In less than two days, red lobsters caught off the coast of San Ignacio should arrive alive and fresh at markets in Shanghai or Xiamen. The San Ignacio California Cooperative process is an example of the technical complexity involved in keeping a product alive for thousands of kilometers and complying with international sustainability standards and good practices.
Claudia Miranda Saucedo, in charge of the abalone cultivation laboratory and technical support in the concession fisheries of this cooperative in Baja California Sur, explains that about 95% of its production corresponds to red lobster, whose fishery is certified by the Marine Stewardship Council (MSC), which establishes international standards for sustainable fishing.
“The resource is healthy because it is a certified fishery and is backed by the MSC, but behind that there are many studies. We do biological sampling every month for the population stock, the data are analyzed and we work above the reproduction average of the entire population,” he says.
The export of live lobster is a painstaking process. “We are talking about a living resource and yes it is complicated. It must be kept strong and alive during the hours of transportation. From Asunción to Ensenada, they sometimes arrive weak and have to be recovered. From there to California, and then all the flight hours to China. Although the technique is already mastered, climate change and the physico-chemical conditions of water represent a challenge,” he says.
The itinerary is precise: the lobsters are kept in wooden sticks for one day, the next they are brought to the plant to apply a thermal shock that reduces their metabolism and oxygen consumption. “They are placed in trays, 20 each, inside trailers to Ensenada. There they recover for up to five days, their temperature is lowered again and moved to Los Angeles. Hence the flight to China. It shouldn't take more than 48 hours after leaving Ensenada,” he explains.
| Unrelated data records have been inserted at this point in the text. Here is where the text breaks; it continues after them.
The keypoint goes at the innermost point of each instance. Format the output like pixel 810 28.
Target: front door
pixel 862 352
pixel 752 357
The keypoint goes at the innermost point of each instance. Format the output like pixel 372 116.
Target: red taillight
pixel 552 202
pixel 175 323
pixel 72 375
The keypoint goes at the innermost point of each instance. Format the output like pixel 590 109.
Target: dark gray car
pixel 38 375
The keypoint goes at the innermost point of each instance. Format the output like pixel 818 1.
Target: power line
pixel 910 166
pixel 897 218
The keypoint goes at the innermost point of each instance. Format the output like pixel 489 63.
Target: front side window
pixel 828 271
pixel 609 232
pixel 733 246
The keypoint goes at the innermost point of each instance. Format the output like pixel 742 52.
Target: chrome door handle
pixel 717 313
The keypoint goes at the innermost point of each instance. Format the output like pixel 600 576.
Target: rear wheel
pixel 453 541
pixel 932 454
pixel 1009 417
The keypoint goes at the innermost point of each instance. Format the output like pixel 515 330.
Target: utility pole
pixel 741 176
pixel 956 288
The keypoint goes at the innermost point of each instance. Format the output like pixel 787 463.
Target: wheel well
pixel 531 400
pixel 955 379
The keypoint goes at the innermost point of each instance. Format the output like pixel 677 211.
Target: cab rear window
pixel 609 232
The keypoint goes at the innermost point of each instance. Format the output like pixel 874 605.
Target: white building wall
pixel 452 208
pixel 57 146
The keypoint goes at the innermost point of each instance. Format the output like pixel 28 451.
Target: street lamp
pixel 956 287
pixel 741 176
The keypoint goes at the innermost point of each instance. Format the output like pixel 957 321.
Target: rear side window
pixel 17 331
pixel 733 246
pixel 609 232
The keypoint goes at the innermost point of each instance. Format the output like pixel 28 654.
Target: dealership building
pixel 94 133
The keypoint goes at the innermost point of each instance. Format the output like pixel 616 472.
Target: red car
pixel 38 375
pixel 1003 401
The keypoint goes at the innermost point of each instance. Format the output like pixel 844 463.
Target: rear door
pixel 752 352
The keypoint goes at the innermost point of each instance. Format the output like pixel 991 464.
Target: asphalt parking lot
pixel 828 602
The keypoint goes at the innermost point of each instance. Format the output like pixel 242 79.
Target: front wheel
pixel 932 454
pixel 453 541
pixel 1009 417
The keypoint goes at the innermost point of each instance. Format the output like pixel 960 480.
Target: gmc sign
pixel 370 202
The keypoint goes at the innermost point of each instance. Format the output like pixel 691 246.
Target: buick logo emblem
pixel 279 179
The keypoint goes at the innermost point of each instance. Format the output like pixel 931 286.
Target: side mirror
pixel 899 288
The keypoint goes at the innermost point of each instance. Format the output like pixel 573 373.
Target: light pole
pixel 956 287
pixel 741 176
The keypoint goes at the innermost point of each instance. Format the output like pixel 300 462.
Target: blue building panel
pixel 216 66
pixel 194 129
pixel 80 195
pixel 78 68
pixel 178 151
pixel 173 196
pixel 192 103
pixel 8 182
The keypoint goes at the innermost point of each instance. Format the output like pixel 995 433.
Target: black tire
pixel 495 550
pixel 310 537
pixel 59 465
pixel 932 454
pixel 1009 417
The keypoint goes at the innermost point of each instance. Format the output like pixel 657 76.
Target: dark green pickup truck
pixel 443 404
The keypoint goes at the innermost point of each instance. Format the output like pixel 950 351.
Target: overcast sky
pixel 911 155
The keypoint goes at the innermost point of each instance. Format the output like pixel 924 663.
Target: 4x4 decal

Founded in 1939 and with roots in the former San Ignacio Lobster Production Cooperative Society, the organization operates in Bahía Asunción, municipality of Mulegé. It is currently made up of 92 members and 57 permanent workers, who represent about 39 percent of the local population. From their processing plant, they offer canned abalone, live and frozen lobster, snail callus, flake fillet and other marine products of high commercial value.
Its fishing concession valid until 2032 covers species such as blue and yellow abalone; red and blue lobster; panocha snail, red sargassum, crab, octopus and scale (white, green horse mackerel). With 20 boats dedicated to abalone and 25 for snails and sea cucumbers, the cooperative maintains internal fences and biological monitoring to ensure the recovery of populations.
MSC Certificate
Obtaining an MSC certification, Saucedo says, means demonstrating with data and sustained practices that fishing is sustainable. “It's one of the most prestigious certifications in the world. In the cooperatives that have it, we are talking about 35 years of data on sizes, weights, catches, temperatures. The legal minimum size, reproductive periods and prohibitions have been respected. It's the success of the fishery.”
But achieving and maintaining that recognition comes at a high cost. “These certifications are expensive, perhaps because the lobster fishery can afford it, because it's quite profitable. But we can't afford to have another certified fishery because it doesn't pay for it,” he says.
The cost of certification exceeds 300,000 pesos per cooperative every two years, an amount that only the value of live lobster can absorb.
Saucedo adds that although market pressure drives certification, not all fisheries can sustain it. “We wanted to certify Verdillo with Fair Trade and it's very expensive. The very income of that product does not pay you a certification of any because they are very expensive. But the market is changing towards this, increasingly aware of buying products that are certified.”
Although the domestic market has begun to show signs of growth, the California Cooperative of San Ignacio continues to direct its production abroad, where it obtains more competitive prices.
Saucedo explains that international sales represent a necessary way out, since the volumes they handle — on average 1,200 tons per season — are difficult to place in Mexico and the local market does not meet the payment levels offered by Asia.
In China, live lobster has a cultural value that drives demand, especially during celebrations such as weddings, where the consumption of this product is associated with prosperity. However, says Saucedo, social fluctuations and international competition also affect sales: over the past year, the low number of weddings and the influx of larger, lower-priced Australian lobster—considerably reduced export earnings.
In the case of Mexico, Saucedo believes that there is still a lack of commercial infrastructure and consumption habits to develop a solid domestic market for live lobster. Although there are more and more spaces interested in offering this type of product, there is still no gastronomic tradition that drives demand in countries like China.
For Saucedo, fisheries sustainability is possible if management plans are met and illegal fishing is combated. The difficult thing, he says, is that all cooperatives can afford certifications.
“Yes, you can make a fishery sustainable, but I find it very difficult to certify. If they require certifications or if I need to have them to sell my product well, what about the cost? There isn't that part of the government that helps. This point has been completely abandoned,” he concludes.